Crash Boom Bang!
Think Mario Party but less fun.
Being a games journalist, I spend much of my time on my own with only a PC and my numerous games consoles for company. It's sometimes a lonely life but I love it and really wouldn't have it any other way. My flat might be tiny and cluttered, stuffed to the gills with consoles, code and DVDs but it's home and, unlike many journalists, I thrive on the isolation.
While I readily accepted reviewing Crash Boom Bang! on the DS, I soon discovered one slight problem. To play it you need friends (I have some, but they're scattered across the planet) and get them in the same room with their beloved DS and DS Lites. Yes, here is a game which is beyond boring if you have fifteen friends with lots of time to spare but really, really useless if you're on your own.
Crash Boom Bang! sees the return of The Bandicoot to the DS in board game format. A board game, you cry? Yep, it's a bit like Mario Party blended with Itadaki Street but without the infamous Plumber, the Final Fantasy cameos, perky music or, indeed, the fun. Board games are things you are forced to play at Christmas when you'd rather be sleeping off a turkey dinner. The collective term should be a dead give away and the decision to port so many to home and portable consoles is beginning to get tedious.
Many of you will already be familiar with Crash Bandicoot, the hyperactive orange whirlwind who took the PSone by storm, breaking boxes and snagging apples in his attempt to recover crystals. The game sees the return of Neo Cortex, Crash's sister Coco and other characters who will be familiar to fans of the franchise. All of whom are trying to win an obscenely astronomical sum of money which has been put up as a prize by Viscount Devil, who intends to use the participants to find a lost city and mystical treasure.
From the moment the comic-strip style intro begins, it's unfortunately clear that this title is vastly inferior to previous instalments. The animation quality is stunningly poor, the graphics in general are terrible and the music off-putting. While Crash and the rest of the gang are three dimensional, you can see the polygons and the cartoonish 2D opening doesn't even scroll properly. Indeed the gameplay itself is pointless, comprised of repeating the same mini-games over and over again until throwing your DS out of the nearest window becomes incredibly tempting. These are fun on the first try but soon get boring. Especially when several - such as a donkey race - are rigged so that no matter how hard you whip your poor mount, all four racers always finish together.

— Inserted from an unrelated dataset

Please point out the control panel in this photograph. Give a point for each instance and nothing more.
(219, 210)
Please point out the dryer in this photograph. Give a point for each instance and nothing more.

It wouldn't be half bad if you actually got to control the characters but this game only allows you to choose a direction (usually only one) for them to travel on the main board game, decided when to roll a dice and use an item. Even in the mini-games, it's a tedious case of manipulating the environment to roll a Super Monkey-style ball or direct a plane using the stylus - that is if the stylus is even recognised. Developer Dimps has tried and failed at using the touch-screen and, to be honest, the game would be better off without it.
The biggest selling point in Crash Boom Bang! is the ability to simultaneously chat to your pals - who are sitting six feet away - whilst playing. However, the gameplay is such that you'll be too busy trying to shoot down other players, roll dice or just do laps around the same desert island over and over again. Messaging will be the last thing on your mind. As Crash Boom Bang! is aimed at kids, this feature is useful but for entertainment purposes, we recommend PictoChat, which is of course built into the system.
If the boring gameplay wasn't bad enough, this title also teaches your kids the concept of gambling. Bets can be placed on the (rigged) outcomes of most mini-games, allowing you to increase your points. Even this is only entertaining for ten seconds and it's a wonder why such a feature was included entirely.
And if there's one title where you need to read the manual, it's this one. The game dumps you straight in at the deep end but even after reading the instructions, scouring GameFAQs and Googling the title, it still took me four days to figure out what the heck was going on. Few instructions are provided on-screen other than 'pick an item' or 'press this' - why you need to do these things is left up to your imagination and the stylus recognition is so bad that it's easier to use your finger. Even worse, some of the mini-games require you to literally punch a hole in the screen, which cannot be good for your shiny DS.
In terms of practicality, there's no real option menu or pause feature other than closing the DS and I am yet to locate the save function - not that saving my progress on this game is at the top of my list of concerns right now.
Some days I wonder how games like this get published, but Crash Boom Bang! seems to have slipped through the cracks in terms of quality control. It could have been an interesting title but the problems with control, weird gameplay style, terrible graphics and rigged, repetitive games just kill any joy that would be garnered from playing it. If you want to destroy a child's love of videogames then go ahead and spent your £30, otherwise, please, don't buy this.